The following essay discusses briefly the important aspects of Labour Law in the UAE.
Labour cases in the UAE are governed by Federal Law No. 8 of 1980 Regulating Labour Relations as amended by Federal Laws No. 24 of 1981, No. 15 of 1985 and No. 12 of 1986 (the "Law"). According to Article 3 of the Law, the law applies to all employees and workers in the UAE including UAE nationals and expatriates. It should be noted that partners in a business are not considered as 'employees'; instead they are treated as 'investors' in their businesses. However, if the partner holds an employee position, additional to his status as partner, he will be considered as an 'employee' working in the company. The Ministry of Labor and Social Affairs (the Ministry) is the main body responsible for regulating manpower recruitment and it facilitates to settle disputes between employers and employees.
Free-Zones and the Law
The employees in a freezone are sponsored by relevant free zone(s), and not their employers. Jebel Ali and Dubai International Free Zone have their own rules and regulations and they maintain their own employment contracts. However, the Law will still apply and the provisions should be in accordance with the Law. In the event of a dispute, the employees maintain their right of action against employers, not the relevant sponsoring free zone authority. It is advisable that employees' provide bank guarantees, to the relevant free zone authorities, in order to secure their dues and end of service incentive which may be payable upon termination of their employment contracts.
What does the Law encompasses?
The Law covers every aspect in relation to the employee-employer relationship including employment contract, wages, working hours, incentives, medical and social care, restrictions on the employment of women and juvenile, safety and protection of employees, penalties and employment related accidents, injuries and death.
Enforceability of the Law
The Law is Federal and it applies all the Emirates of UAE. It is enforced by the Ministry. All disputes relating to Labour matters must first be referred to the Ministry, if an amicable settlement is not reached, then the Ministry could delegate the matter to the court for litigation. Labour related disputes are adjudicated by the Ministry and the local courts of the UAE.
Termination of Contract
A contract may be terminated in the following circumstances:
- If employee consents to cancel the contract in agreement with the employer.
- If the term of the contract has ended, and it is not extended according to the implied and explicit provisions of the Law.
- A contract may be terminated by one of the parties by serving a timely notice, provided that the parties observe the provisions of the Law and accept reasons to cancel the contract without prejudice.
There may be circumstances where an employer wants to terminate the contract without serving a timely notice and with immediate effect. As per Article 120 of the Law, the employer may dismiss the employee in the following cases:
- If the employee was appointed under probation and was terminated before the end of probation period.
- If the employee commits a mistake which causes substantial losses to the concerned employer, provided a notice was served to the Ministry within 48 hours.
- If the employee fails to carry out his basic duties and obligations, after serving a written warning letter by the employer.
- If he confides secrets of his establishment to a potential competitor.
- If he is drunk or intoxicated during working hours.
- If he physically assaults his employer or a manager or any colleague during work.
- If he remains absent, without a legitimate reason, continuously for 20 days without giving any information to the employer.
- If the employee violates safety instruction, provided those instructions were written and employee was made aware of those instructions orally if he is illiterate.

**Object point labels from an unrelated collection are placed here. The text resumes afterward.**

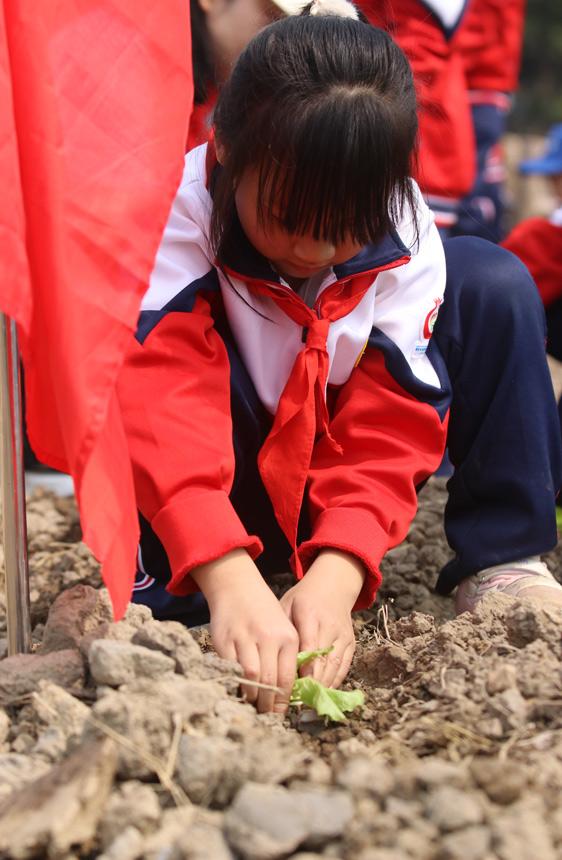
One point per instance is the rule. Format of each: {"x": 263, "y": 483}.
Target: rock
{"x": 61, "y": 808}
{"x": 115, "y": 663}
{"x": 370, "y": 775}
{"x": 203, "y": 840}
{"x": 526, "y": 621}
{"x": 522, "y": 832}
{"x": 58, "y": 709}
{"x": 17, "y": 770}
{"x": 385, "y": 664}
{"x": 75, "y": 613}
{"x": 208, "y": 769}
{"x": 503, "y": 781}
{"x": 51, "y": 746}
{"x": 133, "y": 805}
{"x": 266, "y": 822}
{"x": 4, "y": 725}
{"x": 473, "y": 843}
{"x": 436, "y": 771}
{"x": 452, "y": 809}
{"x": 127, "y": 845}
{"x": 501, "y": 677}
{"x": 23, "y": 743}
{"x": 173, "y": 639}
{"x": 143, "y": 712}
{"x": 212, "y": 769}
{"x": 21, "y": 674}
{"x": 161, "y": 845}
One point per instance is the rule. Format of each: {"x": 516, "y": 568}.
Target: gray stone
{"x": 115, "y": 663}
{"x": 51, "y": 745}
{"x": 203, "y": 768}
{"x": 128, "y": 845}
{"x": 366, "y": 775}
{"x": 134, "y": 806}
{"x": 21, "y": 674}
{"x": 503, "y": 781}
{"x": 173, "y": 639}
{"x": 212, "y": 769}
{"x": 500, "y": 678}
{"x": 60, "y": 809}
{"x": 75, "y": 613}
{"x": 143, "y": 712}
{"x": 473, "y": 843}
{"x": 58, "y": 709}
{"x": 266, "y": 822}
{"x": 203, "y": 840}
{"x": 452, "y": 809}
{"x": 522, "y": 833}
{"x": 4, "y": 725}
{"x": 436, "y": 771}
{"x": 17, "y": 770}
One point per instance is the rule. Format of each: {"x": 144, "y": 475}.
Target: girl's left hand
{"x": 319, "y": 607}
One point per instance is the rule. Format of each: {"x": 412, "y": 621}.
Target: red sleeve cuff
{"x": 197, "y": 527}
{"x": 353, "y": 531}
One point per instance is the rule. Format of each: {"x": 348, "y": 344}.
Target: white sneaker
{"x": 530, "y": 575}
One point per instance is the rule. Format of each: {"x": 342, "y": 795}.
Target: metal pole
{"x": 13, "y": 492}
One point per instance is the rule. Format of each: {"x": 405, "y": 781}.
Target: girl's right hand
{"x": 248, "y": 625}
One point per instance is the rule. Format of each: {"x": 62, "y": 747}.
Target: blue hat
{"x": 551, "y": 161}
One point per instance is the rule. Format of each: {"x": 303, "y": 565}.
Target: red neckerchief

As stated earlier, if there is a dispute between an employer and an employee, the case should be filed at Ministry and they will do their best to settle the dispute amicably. However, if the parties fail to reach a mutual agreement then Ministry will send an application to the Court, highlighting the dispute, and they will then adjudicate the matter. Both the parties will be summoned to state their respective arguments and then the court will schedule a hearing date and summon parties to hear the matter.
The content of this article is intended to provide a general guide to the subject matter. Specialist advice should be sought about your specific circumstances.